A friend of mine stated it this way (thank you, Jason):
“The way God responds to our ultimate suffering becomes a paradigm for how God responds to our penultimate suffering.”
Advent is a reminder that God’s answer to our ultimate suffering is to be present to us in Jesus Christ. God resides with, or is present to, humanity in two ways in Jesus: (1) temporarily as a person walking and living on earth, and (2) eternally within the being of Jesus as he is both fully divine and fully human. So, if God is present to humanity in Jesus in order to resolve humanity’s ultimate suffering, how much more is God present with us even while God is apparently absent during a pandemic?
May we see the opportunity to renew our vision of God during an Advent season amidst this pandemic. The pandemic exemplifies the apparent absence of God while Advent encapsulates the eternal presence of God being with humanity in the person of Jesus Christ. In short, this is the experience of apparent absence in God’s presence.

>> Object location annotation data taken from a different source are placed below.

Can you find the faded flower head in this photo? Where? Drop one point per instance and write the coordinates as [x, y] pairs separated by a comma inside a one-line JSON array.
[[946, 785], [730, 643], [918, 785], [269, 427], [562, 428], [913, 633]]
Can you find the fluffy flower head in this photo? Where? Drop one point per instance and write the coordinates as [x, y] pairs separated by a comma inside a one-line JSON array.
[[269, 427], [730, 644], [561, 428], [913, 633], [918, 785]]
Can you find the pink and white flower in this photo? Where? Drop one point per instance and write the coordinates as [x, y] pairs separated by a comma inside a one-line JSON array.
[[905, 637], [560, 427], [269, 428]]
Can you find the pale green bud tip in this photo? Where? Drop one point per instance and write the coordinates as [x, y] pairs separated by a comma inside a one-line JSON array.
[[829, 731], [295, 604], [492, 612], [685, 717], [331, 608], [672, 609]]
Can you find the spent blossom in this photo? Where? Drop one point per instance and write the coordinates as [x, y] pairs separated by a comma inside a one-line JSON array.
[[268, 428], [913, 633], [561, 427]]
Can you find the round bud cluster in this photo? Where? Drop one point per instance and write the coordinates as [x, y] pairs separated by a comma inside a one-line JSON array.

There is another Christmas song that rings out in our home, Steven Curtis Chapman’s “Our God is with Us”:
But for all of us who journey through the dark abyss of loneliness
There comes a great announcement – we are never alone . . . And our God is with us, Emmanuel.

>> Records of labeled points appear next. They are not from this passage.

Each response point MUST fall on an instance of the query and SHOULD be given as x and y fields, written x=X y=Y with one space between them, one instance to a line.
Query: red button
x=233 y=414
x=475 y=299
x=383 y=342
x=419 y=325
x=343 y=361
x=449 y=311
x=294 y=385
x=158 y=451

he’s come to save us, Emmanuel.
And we will never face life alone
Now that God has made Himself known,
As Father and Friend, with us through the end, Emmanuel.[9]
I close with this prayer:
Holy Spirit, in a pandemic amidst Advent may you renew our vision of God, reminding us that while God is apparently absent, God is present.

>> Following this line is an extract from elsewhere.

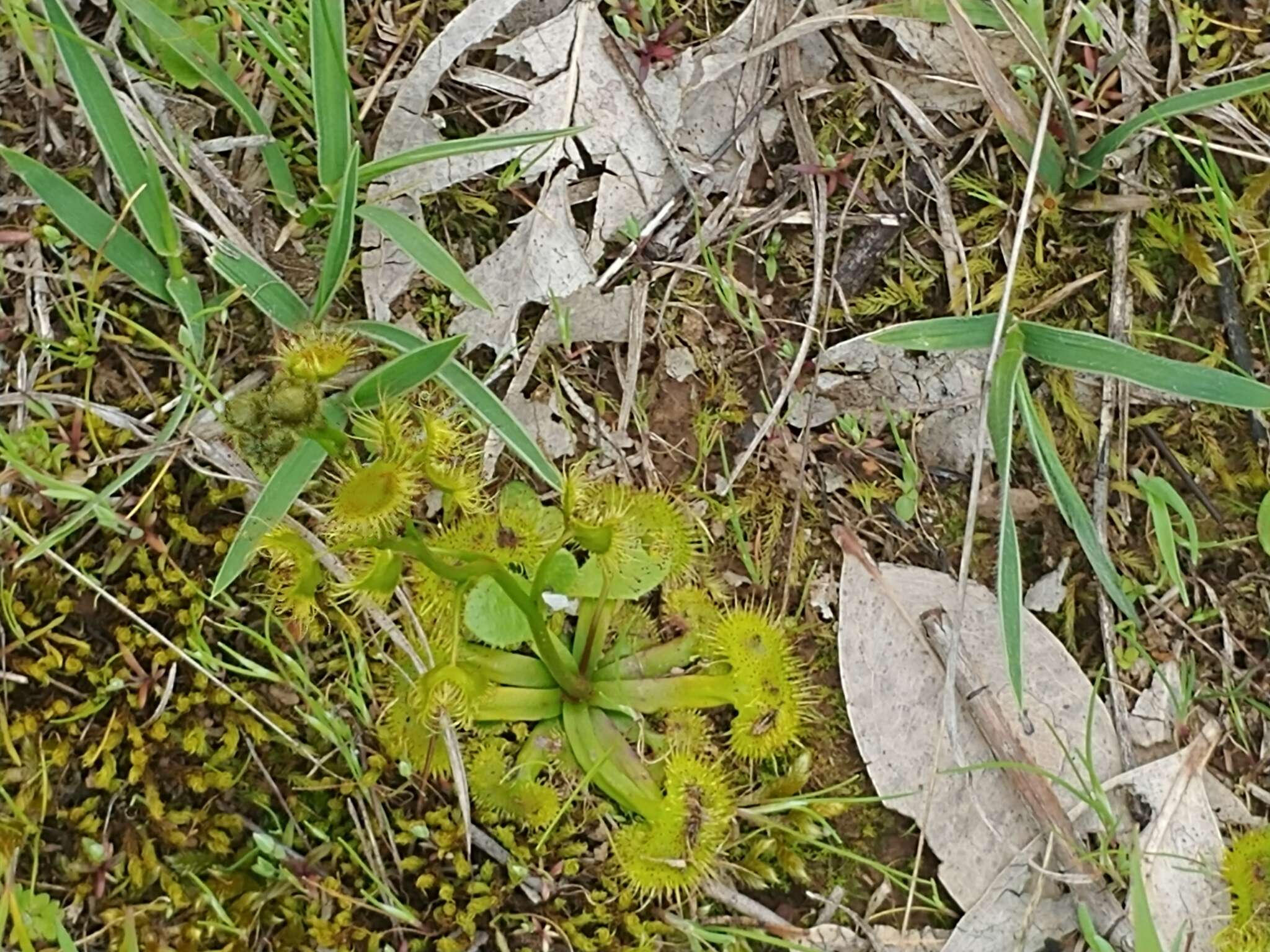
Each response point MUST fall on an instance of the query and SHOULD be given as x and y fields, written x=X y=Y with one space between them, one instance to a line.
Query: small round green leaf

[1] Sara Groves, “To Be with You,” by Sara Groves, Andy Gullahorn, and Ben Shive, October 2008, track 5 on O Holy Night, Fair Trade Services, compact disc.
[2] Center for Disease Control reports that weekly deaths from all causes are higher in 2020. See also Denise Lu, “2020 Was Especially Deadly. Covid Wasn’t the Only Culprit,” New York Times, December 13, 2020, https://www.nytimes.com/interactive/2020/12/13/us/deaths-covid-other-causes.html (accessed December 15, 2020).
[3] Paul Bongchan Ko, “Silence as a Sign of God’s Transformative Encounter with Those Who Suffer,” The Journal of Asian American Theological Forum 7, no. 2 (December 2020): 39, https://aatfweb.org/2020/12/07/silence-as-a-sign-of-gods-transformative-encounter-with-those-who-suffer/, (accessed December 15, 2020).
[4] Cecil M. Robeck, Jr., “Taking Stock of Pentecostalism: The Personal Reflections of a Retiring Editor,” Pneuma 15, no. 1 (Spring 1993): 54-55.
[5] Peter Enns, The Bible Tells Me So: Why Defending Scripture Has Made Us Unable to Read It (New York: HarperOne, 2014), Kindle Edition, 114.
[6] Ibid.
[7] Scott Erickson, Honest Advent: Awakening to the Wonder of God-with-Us Then, Here, and Now (Grand Rapids: Zondervan, 2020), Kindle Edition, 44.
[8] Paul Bongchan Ko, “Silence as a Sign of God’s Transformative Encounter with Those Who Suffer,” 39.
[9] Steven Curtis Chapman, “Our God is with Us,” by Michael W. Smith and Steven Curtis Chapman, 1995, track 5 on The Music of Christmas, Sony/ATV Music, compact disc.